Prepare to travel with your own bath essentials the next time you stay at a hotel in New York. New York State will be banning all big hotels from providing toiletry items in mini plastic hotels.
Effective January 1, 2025, all hotels with more than 50 rooms will be mandated to phase out small plastic toiletry bottles under 12 ounces. The mandate comes as a bill was passed in the New York Assembly banning hotels from providing shampoo, moisturizers or any other “hospitality personal care products” in small-sized plastic bottles. For hotels with less than 50 rooms, the ban will go into effect in 2026.
The law defines “hospitality personal care products” as a “product provided by a hotel and intended to be applied to or used on the human body or any part thereof for cleansing.”
Hotels will be fined $250 for initial violations and $500 for further breaches. The money raised from penalties will be utilized in the state’s Environmental Protection Fund, the New York Times stated.
The bill was first introduced in the State Legislature in 2019 by former state senator Todd Kaminsky and former state assemblyman Steven Englebright. In 2021, Governor Kathy Hochul signed the measure into law. The law was set to be implemented on January 1, 2023, but was delayed as hotel industry lobbyists asked for more time to use up the plastic bottles already in stock, Fox Television Stations reported.
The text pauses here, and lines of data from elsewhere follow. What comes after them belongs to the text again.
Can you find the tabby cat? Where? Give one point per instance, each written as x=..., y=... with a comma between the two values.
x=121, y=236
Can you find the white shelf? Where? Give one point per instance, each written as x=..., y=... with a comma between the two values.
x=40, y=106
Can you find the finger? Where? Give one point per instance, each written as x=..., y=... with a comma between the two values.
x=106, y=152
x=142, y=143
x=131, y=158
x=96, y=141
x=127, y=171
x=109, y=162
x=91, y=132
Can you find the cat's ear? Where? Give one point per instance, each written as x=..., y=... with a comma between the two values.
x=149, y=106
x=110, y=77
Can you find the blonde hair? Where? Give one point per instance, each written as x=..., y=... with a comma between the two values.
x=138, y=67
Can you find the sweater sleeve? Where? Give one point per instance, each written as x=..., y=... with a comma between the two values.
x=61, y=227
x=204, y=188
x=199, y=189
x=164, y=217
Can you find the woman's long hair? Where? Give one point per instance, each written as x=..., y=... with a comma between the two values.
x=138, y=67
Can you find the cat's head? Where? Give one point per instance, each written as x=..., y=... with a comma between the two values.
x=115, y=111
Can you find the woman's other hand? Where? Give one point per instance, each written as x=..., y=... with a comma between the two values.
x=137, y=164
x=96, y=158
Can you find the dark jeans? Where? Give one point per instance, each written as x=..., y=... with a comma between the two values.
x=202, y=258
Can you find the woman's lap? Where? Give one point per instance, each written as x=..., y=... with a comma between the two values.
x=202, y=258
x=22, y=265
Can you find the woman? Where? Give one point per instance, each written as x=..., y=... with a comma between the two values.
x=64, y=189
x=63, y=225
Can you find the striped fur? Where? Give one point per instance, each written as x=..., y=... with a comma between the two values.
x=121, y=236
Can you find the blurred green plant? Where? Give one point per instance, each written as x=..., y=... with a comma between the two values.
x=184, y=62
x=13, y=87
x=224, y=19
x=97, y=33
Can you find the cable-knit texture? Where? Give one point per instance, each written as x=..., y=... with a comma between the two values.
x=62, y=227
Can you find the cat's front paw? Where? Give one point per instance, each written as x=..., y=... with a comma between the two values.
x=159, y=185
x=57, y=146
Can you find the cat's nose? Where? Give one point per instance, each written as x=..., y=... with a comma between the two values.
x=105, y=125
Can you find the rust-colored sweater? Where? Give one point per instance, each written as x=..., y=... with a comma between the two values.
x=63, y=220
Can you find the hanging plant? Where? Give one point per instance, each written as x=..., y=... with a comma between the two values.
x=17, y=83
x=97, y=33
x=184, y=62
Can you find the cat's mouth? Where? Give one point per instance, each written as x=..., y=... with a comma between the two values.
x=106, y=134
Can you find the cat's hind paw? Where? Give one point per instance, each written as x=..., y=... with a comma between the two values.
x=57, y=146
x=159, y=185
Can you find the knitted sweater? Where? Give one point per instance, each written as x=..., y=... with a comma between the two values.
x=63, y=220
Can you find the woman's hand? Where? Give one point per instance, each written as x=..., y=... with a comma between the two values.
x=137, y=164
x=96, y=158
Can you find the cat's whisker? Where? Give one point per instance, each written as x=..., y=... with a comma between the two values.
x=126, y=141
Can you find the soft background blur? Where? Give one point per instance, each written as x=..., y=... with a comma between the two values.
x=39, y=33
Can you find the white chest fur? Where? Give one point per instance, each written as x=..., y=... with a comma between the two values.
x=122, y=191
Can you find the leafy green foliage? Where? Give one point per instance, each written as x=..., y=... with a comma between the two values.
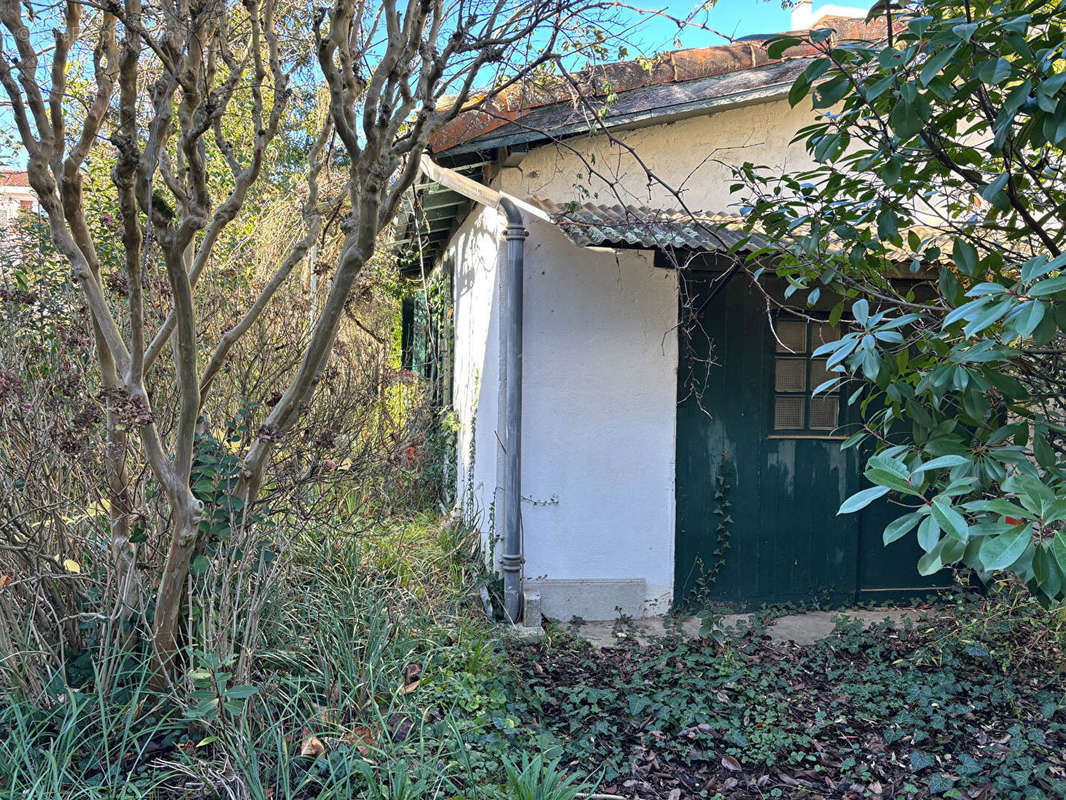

New York joins California in the ban. California passed a similar law in 2019, which was implemented last year for hotels with more than 50 rooms. Washington state is likely to follow New York and a similar law will roll out in 2027. Illinois is also considering a law to limit single-use plastics at hotels.
Back in 2019, Marriott announced it would replace tiny, single-use toiletry bottles with bigger, wall-mounted pump-topped bottles at all its hotels globally by December 2020. In its latest annual ESG report, the hospitality giant said it had achieved 95% compliance for the transition to large-format residential bath amenities for some of its brands across its globally managed and franchised hotels in 2023, with plans to expand the transition to more properties in 2024.
Holiday Inn and its parent company IHG also announced in 2019 its plans to ditch mini toiletries in over 5,600 of its hotels by 2021. In 2018, Walt Disney Co. pledged to reduce plastic by around 80% by providing refillable toiletries in its hotels and cruise ships.